I had to separate your statement into two parts. Above you give an answer/solution on how to make viable energy without mass killing and reducing our way of modern living using nuclear power as a energy source.
Then below you say it's inevitable that mass killings have to happen and quality of life must be taken away.
So which is it? Cause you have a solution and then said there's now way to solve the problem when you gave a solution above.
On a side note: As for Sweden one of their biggest exports is renewable energy. So if you consider them wealthy, I'd say why could we not out compete them at renewable( they export hydro power) and make it one of our best sources of income, lead the way?
Cars, trucks, trains, planes, etc.

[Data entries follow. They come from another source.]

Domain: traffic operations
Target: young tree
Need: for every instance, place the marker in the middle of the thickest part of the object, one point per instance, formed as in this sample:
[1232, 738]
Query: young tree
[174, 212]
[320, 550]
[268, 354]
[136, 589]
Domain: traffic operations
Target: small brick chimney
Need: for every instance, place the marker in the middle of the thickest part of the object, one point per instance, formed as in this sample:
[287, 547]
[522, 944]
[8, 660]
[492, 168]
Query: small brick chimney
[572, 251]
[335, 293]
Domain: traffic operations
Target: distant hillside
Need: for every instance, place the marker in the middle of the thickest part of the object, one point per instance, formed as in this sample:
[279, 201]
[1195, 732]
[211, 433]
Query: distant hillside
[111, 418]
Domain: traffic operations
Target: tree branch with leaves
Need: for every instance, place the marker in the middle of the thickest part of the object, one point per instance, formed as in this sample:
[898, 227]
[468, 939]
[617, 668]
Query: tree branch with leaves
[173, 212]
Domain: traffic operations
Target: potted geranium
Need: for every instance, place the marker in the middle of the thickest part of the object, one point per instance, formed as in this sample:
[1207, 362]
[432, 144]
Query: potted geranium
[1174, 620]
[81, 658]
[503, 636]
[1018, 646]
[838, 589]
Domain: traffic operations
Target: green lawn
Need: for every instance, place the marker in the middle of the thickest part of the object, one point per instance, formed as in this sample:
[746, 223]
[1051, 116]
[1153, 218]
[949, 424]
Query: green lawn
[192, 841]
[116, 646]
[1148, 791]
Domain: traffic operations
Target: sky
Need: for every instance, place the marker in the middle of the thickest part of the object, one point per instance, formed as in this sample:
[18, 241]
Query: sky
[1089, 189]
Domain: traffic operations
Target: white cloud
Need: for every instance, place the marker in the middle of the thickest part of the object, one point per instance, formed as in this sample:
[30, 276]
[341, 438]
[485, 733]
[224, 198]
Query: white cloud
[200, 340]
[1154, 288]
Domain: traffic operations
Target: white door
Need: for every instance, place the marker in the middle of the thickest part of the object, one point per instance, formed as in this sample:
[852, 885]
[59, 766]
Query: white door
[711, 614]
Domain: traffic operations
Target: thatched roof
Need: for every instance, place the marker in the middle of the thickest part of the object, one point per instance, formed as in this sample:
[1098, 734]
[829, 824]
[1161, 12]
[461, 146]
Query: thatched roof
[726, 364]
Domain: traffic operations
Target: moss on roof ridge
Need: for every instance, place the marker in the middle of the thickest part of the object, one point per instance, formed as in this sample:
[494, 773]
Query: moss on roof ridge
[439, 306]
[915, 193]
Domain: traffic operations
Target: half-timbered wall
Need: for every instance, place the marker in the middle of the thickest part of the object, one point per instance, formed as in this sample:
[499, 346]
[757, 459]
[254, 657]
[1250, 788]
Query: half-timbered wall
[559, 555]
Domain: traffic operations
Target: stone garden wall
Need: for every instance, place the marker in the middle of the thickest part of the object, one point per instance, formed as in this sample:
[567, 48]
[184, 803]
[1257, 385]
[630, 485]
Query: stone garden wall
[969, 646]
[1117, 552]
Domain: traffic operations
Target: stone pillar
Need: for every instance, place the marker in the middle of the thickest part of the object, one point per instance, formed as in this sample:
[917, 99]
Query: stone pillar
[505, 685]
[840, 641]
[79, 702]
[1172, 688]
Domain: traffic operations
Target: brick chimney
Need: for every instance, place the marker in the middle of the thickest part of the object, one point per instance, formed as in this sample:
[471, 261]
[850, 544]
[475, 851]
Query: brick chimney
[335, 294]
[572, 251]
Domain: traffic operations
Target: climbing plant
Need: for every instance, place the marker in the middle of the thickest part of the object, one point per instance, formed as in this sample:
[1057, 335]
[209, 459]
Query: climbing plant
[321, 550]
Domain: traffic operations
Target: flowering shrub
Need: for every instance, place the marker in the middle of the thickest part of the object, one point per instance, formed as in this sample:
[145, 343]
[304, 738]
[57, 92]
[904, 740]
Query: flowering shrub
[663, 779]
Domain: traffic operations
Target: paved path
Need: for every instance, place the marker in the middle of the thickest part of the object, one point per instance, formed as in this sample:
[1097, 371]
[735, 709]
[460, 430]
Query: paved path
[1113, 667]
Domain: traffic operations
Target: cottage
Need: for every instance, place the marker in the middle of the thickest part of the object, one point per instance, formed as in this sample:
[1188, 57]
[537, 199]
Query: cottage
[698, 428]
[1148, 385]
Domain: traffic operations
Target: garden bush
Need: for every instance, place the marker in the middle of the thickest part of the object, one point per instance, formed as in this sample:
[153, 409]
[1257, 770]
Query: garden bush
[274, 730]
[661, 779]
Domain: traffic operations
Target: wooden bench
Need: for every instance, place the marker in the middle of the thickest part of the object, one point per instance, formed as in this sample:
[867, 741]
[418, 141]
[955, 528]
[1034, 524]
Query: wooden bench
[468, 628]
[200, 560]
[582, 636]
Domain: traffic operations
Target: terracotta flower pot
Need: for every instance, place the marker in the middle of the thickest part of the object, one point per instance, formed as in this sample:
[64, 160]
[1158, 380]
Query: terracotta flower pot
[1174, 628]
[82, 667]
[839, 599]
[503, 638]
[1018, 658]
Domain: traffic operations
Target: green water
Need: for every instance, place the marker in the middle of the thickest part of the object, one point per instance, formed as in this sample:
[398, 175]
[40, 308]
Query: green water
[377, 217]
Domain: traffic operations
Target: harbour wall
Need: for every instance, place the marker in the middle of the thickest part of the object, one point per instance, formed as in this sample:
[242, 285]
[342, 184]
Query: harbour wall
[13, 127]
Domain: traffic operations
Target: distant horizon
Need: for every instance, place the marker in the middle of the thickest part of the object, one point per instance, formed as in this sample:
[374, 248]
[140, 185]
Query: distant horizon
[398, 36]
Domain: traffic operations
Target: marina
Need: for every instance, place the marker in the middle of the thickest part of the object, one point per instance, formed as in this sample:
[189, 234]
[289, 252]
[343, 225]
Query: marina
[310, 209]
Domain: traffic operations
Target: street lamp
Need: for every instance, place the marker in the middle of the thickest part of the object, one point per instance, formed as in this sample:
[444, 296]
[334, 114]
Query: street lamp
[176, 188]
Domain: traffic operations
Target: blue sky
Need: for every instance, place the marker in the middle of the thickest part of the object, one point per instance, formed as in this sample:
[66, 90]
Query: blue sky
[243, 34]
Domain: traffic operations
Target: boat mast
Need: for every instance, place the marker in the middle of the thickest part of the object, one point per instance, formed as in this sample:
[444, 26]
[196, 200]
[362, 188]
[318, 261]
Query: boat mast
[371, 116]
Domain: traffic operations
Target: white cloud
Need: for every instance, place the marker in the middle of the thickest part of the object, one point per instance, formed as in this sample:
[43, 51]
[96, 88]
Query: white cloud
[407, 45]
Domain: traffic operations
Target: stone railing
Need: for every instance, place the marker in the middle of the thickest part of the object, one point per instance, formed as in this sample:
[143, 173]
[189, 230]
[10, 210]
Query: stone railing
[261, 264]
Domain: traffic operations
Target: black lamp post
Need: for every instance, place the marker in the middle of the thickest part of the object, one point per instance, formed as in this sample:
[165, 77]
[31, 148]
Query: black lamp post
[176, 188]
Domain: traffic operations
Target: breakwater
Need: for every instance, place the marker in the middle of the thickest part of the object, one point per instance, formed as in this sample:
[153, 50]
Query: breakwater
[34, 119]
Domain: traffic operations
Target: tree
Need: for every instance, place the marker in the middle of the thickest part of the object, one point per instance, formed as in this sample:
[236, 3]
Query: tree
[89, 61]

Nine nuclear power plants would provide the entire country with electricity. Not fuel.
Regarding Sweden; after a quick google search I found that renewable energy is nowhere near as big of an export as you exclaimed. In fact, it's 4th largest export is Mineral fuels (generating $8.4B annually). Keep in mind that refined petroleum makes up $7.2B of that. I've found no figures on the exports of renewable energy. In fact I actually found out that the supply and consumption of energy in Sweden was about equal. (You can't export used energy)
Sweden had invested more than $1 billion US dollars by 2013 to renewable energy for their 10 million civilians. They have and are going to spent billions more to reach their goal of having 49% of gross final consumption of energy (electrical, heating/cooling, and transportation) being supplied by renewable energies in 2020.
I'm know I am missing quite a few 100s of millions of dollars expenditures but the total amount spent by 2020 from my calculations is $2.5B.
2.5 billion dollars for 49% of the energy consumption of 10 million people.
Imagine we do this in the US.
I am not going into extreme detail here so the final figures I give are going to be extremely generous to your case.
So we take the US population of 320 million. We spend 2.5 billion dollars per 10 million by 2020. That gives us a total spent of $80 billion by 2020 (try not to forget about the billions we've already spent on renewable).
But wait.. this is assuming that Swedes and Americans use the same amount of energy. Per capita, Americans use about 7.7x the amount of energy that swedes do. This brings us to the figure of $616 Billion.
This of course doesn't mention any sorts of regulations, civilian and government blowback, or cultural differences between Sweden and the US.